Sunday, August 21, 2011


President Chamberlain

I could not help but think of Neville Chamberlain famously waving the paper containing the 1938 Munich Agreement when Barack Obama signed the Republican debt-ceiling increase and claimed it as his own.

The White House called it a “bipartisan deal” and a “win for the economy and for budget discipline.” In reality, the debt ceiling deal was a crushing defeat for the President and for his party. A flawed Republican strategy to pull the country out of the economic crisis had been claimed and owned by a Democratic President. When this agreement makes the economic situation worse in the next year it is not the Republicans who will be held responsible for its failure, but the White House that touted it. The country loses as the economic problems deepen and the President loses when the voters punish him and his party for “his” debt deal. This was not the first time that Barack Obama has surrendered to the Republicans without a fight. The debt crisis debacle is only the latest example of a consistent lack of nerve by the President.

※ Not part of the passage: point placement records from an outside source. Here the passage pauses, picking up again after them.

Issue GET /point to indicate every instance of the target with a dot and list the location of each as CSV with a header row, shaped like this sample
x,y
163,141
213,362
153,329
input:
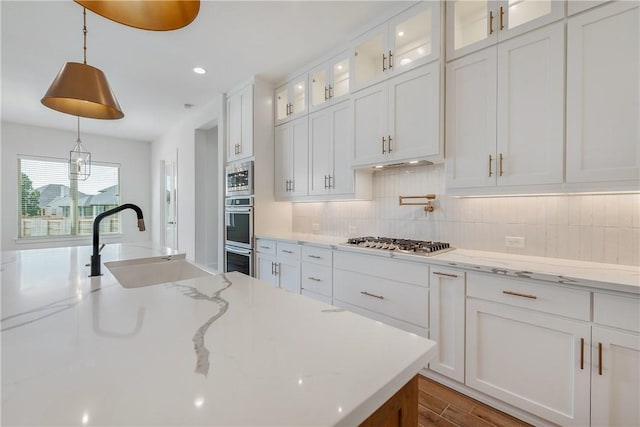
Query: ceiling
x,y
151,72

To say that President Obama has been a disappointment to the people who elected him would be an understatement. Democratic primary voters narrowly preferred Obama to Hillary Clinton in 2008 partially because of concern that with Hillary we would get eight more years of Bill Clintons’ “triangulation” strategy. President Clinton nearly always gained politically from his confrontations with Republicans, but liberals complained because he didn’t help his party. The hope was that Obama would have the courage of his convictions, that the man who wrote Dreams of my Father would be a voice for progressive ideas as George W. Bush had been a voice for conservative ones. Instead we have a President who half-heartedly implements Clinton’s triangulation, and does it badly.

The largest example of this tendency was the health care debate in 2009-10. The President said he did not want to determine the legislative debate by giving a specific plan of his own. He also clearly supported a bipartisan plan, expecting that Republicans would be willing to break ranks for the right price. To this end, Harry Reid and other Democrats spent months negotiating with Republicans while periodically withdrawing progressive ideas without extracting any concessions from their opponents. A single payer system was thrown out first, followed by nearly every money-saving measure in the bill. The last to go was the Public Option, which would have tested the Republican claim that no government program can compete with private business. The reward for all of these concessions when the bill came up for final passage in March 2010 was: zero. No Republican lawmaker in the House or the Senate voted for the final bill. The law was derided as being socialist, containing “death panels” and “rationing care.” Obama saw the passage of a health care law, but one which was much weaker and more conservative than it needed to be.

The stimulus bill of 2009 also saw this pattern, where President Obama unilaterally took progressive ideas off the table such as greater spending on infrastructure and mortgage assistance while including conservative favorites; tax cuts. Multiple Nobel Prize winning economists suggested that the government stimulus needed to be around $2 trillion to account for the private business shortfall. Tax cuts have also been shown to be poor at stimulus because they do not create a positive feedback loop of investment the way direct government spending can. The final bill was a little over $800 billion, about 40% of what it needed to be, and was one-quarter tax cuts. The reward for the concessions to pass this bill was three Republican votes in the Senate and none in the House. The GOP immediately started crafting their 2010 electoral strategy around the “failed” stimulus which the President and the Democratic leadership had allowed them to poison.

A third example is the extension of the Bush tax cuts. President Obama had staked out a position early that he wanted to keep the tax cuts for all but the top five percent of earners. By that time, the Republicans had his measure. They held out for extending all of the tax cuts and threatened to let all of them expire if the President did not go along. Rather than holding his ground, a position that has consistently had seventy percent support in polls, he complained that the GOP was holding the country hostage and renewed the tax cuts for another two years.

Even beyond these examples of capitulation to his political opposition, Barack Obama has consistently adopted the rhetoric of his opponents rather than making the progressive case for policies. He implicitly accepts that government is the problem, that tax cuts are always good, and that our current economic issues revolve around the federal deficit rather than jobs. He placed cuts to Medicare and Social Security in play in the debt negotiations without asking for anything in return. He refused to hold any Wall Street bankers responsible for their behavior and allowed his financial regulatory agency to be neutered by Congress.

In 1938, Prime Minister Chamberlain famously declared that the Munich Agreement would assure “peace for our time.” World War Two started almost exactly a year later when Germany invaded Poland. Britain declared war in 1939, but too late to stop the six year bloodbath that followed. Similarly, Barack Obama will find that the debt standoff and the extension of the Bush tax cuts have only emboldened his enemies. Just as Chamberlain did, he will belatedly realize his mistake and then choose to fight. Like the Prime Minister, he will probably see that fight take place without him as his party chooses a more forceful leader.